L’Origine de nos Idees du Sublime et du Beau/IX

Traduction par E. Lagentie de Lavaïsse.
Pichon et Depierreux (p. 73-74).

SECTION IX.
Cause finale de la différence entre les passions relatives à la conservation de soi, et celles, relatives à la société des sexes.

La cause finale de la différence de caractère entre les passions qui concernent la conservation de soi, et celles qui sont dirigées à la multiplication des espèces, jettera un plus grand jour sur les remarques précédentes ; d’ailleurs, je la crois, par elle-même, digne d’être examinée.
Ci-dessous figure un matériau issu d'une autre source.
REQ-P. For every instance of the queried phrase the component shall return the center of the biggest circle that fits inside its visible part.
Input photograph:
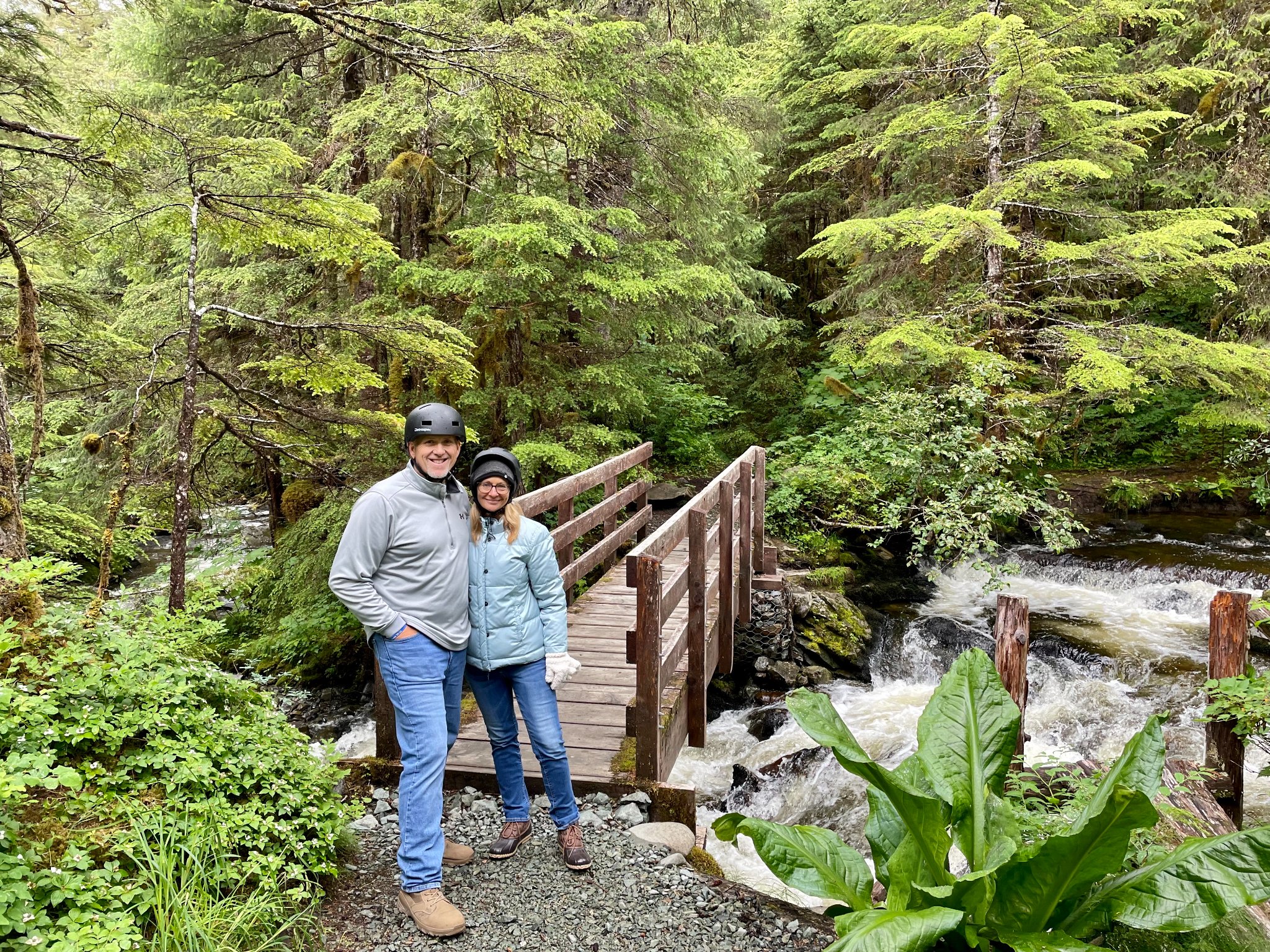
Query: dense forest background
(931, 253)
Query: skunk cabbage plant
(1043, 896)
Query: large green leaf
(1139, 767)
(1189, 889)
(884, 832)
(966, 741)
(921, 814)
(809, 858)
(1029, 891)
(1044, 942)
(889, 931)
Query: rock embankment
(637, 897)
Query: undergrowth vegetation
(113, 735)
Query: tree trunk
(186, 428)
(31, 348)
(13, 534)
(116, 506)
(995, 270)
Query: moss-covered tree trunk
(13, 534)
(186, 425)
(31, 348)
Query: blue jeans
(528, 684)
(426, 685)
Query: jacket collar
(438, 490)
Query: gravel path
(626, 901)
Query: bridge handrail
(719, 570)
(569, 527)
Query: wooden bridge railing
(569, 528)
(717, 576)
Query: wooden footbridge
(651, 630)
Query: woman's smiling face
(493, 493)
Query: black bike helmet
(497, 462)
(433, 420)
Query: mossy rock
(299, 498)
(835, 632)
(22, 603)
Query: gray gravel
(628, 902)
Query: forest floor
(628, 901)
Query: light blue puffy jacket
(517, 604)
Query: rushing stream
(1119, 631)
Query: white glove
(561, 668)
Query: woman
(518, 649)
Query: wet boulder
(835, 635)
(762, 723)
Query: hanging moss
(300, 498)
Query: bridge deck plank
(593, 703)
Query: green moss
(704, 863)
(836, 631)
(833, 578)
(1237, 932)
(624, 760)
(299, 498)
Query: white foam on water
(357, 742)
(1150, 622)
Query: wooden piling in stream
(1227, 658)
(1014, 631)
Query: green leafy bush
(54, 530)
(1037, 896)
(921, 464)
(1246, 702)
(115, 723)
(293, 624)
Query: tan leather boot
(432, 912)
(458, 855)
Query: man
(402, 569)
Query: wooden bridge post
(696, 681)
(564, 552)
(611, 522)
(760, 506)
(1227, 658)
(747, 537)
(727, 578)
(1014, 631)
(385, 720)
(648, 668)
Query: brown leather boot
(575, 856)
(458, 855)
(432, 912)
(510, 839)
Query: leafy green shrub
(1038, 896)
(1246, 702)
(182, 867)
(293, 624)
(54, 530)
(109, 724)
(916, 462)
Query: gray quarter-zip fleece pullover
(403, 559)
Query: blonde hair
(512, 516)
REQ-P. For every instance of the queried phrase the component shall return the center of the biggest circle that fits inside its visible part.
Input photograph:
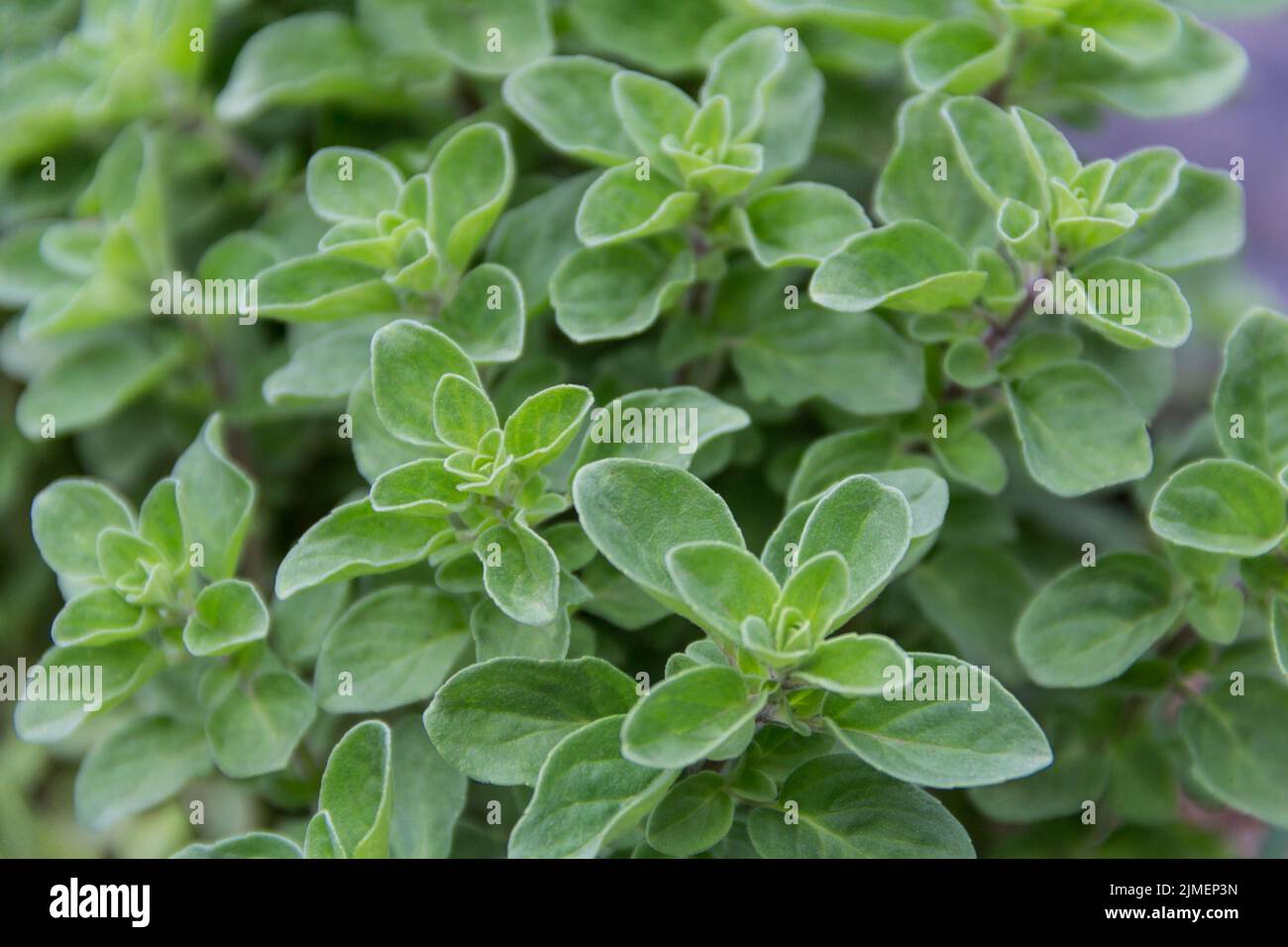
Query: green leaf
(520, 573)
(799, 224)
(649, 110)
(545, 424)
(485, 317)
(587, 796)
(618, 290)
(870, 525)
(969, 364)
(351, 184)
(464, 34)
(301, 621)
(533, 239)
(65, 519)
(687, 718)
(357, 789)
(636, 512)
(429, 795)
(991, 145)
(1145, 179)
(721, 583)
(1080, 772)
(471, 180)
(745, 72)
(301, 59)
(661, 37)
(846, 809)
(1090, 624)
(356, 540)
(910, 187)
(407, 360)
(814, 595)
(690, 419)
(906, 265)
(1159, 313)
(1252, 397)
(1222, 506)
(1202, 221)
(93, 381)
(321, 839)
(496, 722)
(463, 412)
(215, 500)
(621, 206)
(851, 665)
(938, 737)
(1078, 428)
(99, 616)
(496, 634)
(389, 648)
(322, 287)
(854, 361)
(956, 55)
(125, 667)
(568, 101)
(1279, 633)
(836, 457)
(227, 615)
(1236, 757)
(420, 487)
(323, 368)
(1202, 69)
(1216, 616)
(250, 845)
(975, 594)
(1138, 30)
(138, 766)
(257, 728)
(973, 459)
(694, 815)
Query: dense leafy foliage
(653, 428)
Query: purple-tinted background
(1253, 125)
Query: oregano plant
(634, 428)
Comme l’accomplissement de nos devoirs en tout genre dépend de la vie, et comme il dépend de la santé que nous nous en acquittions avec vigueur et efficacité, tout ce qui menace de destruction l’un ou l’autre de ces états, fait une forte impression sur notre âme : mais comme il ne tient pas à nous d’acquiescer à la vie et à la santé, la simple jouissance n’en est accompagnée d’aucun plaisir réel, de peur que, satisfaits de cela, nous ne nous, abandonnions à l’indolence et à l’inaction. D’autre part, la génération du genre humain est un grand dessein que les hommes doivent être sollicités à poursuivre par un puissant aiguillon. Aussi est-elle accompagnée du plus vif. des plaisirs : mais n’étant nullement destinés à en faire notre occupation constante, il ne faut pas que l’absence de ce plaisir soit suivie d’aucune grande douleur. La différence des hommes avec les brutes, semble, en ce point, très-remarquable. Les hommes sont dans tous tes tems assez également disposés aux plaisirs de l’amour, parce que la raison leur prescrit le tems et la manière de s’y livrer. Si la privation de cette jouissance eût causé quelque grande douleur la raison, je le crains, se serait difficilement bien acquittée de son emploi. Mais les brutes, qui suivent des lois dans l’exécution desquelles leur raison a fort peu de part, ont, pour multiplier leurs espèces, des saisons invariablement fixées : il est probable que dans ces tems, l’impossibilité de satisfaire ce besoin est accompagnée d’une sensation très-pénible, parce que la fin doit être remplie, ou être manquée en plusieurs individus peut-être pour toujours, puisque l’inclination ne revient qu’avec la saison qui lui est propre.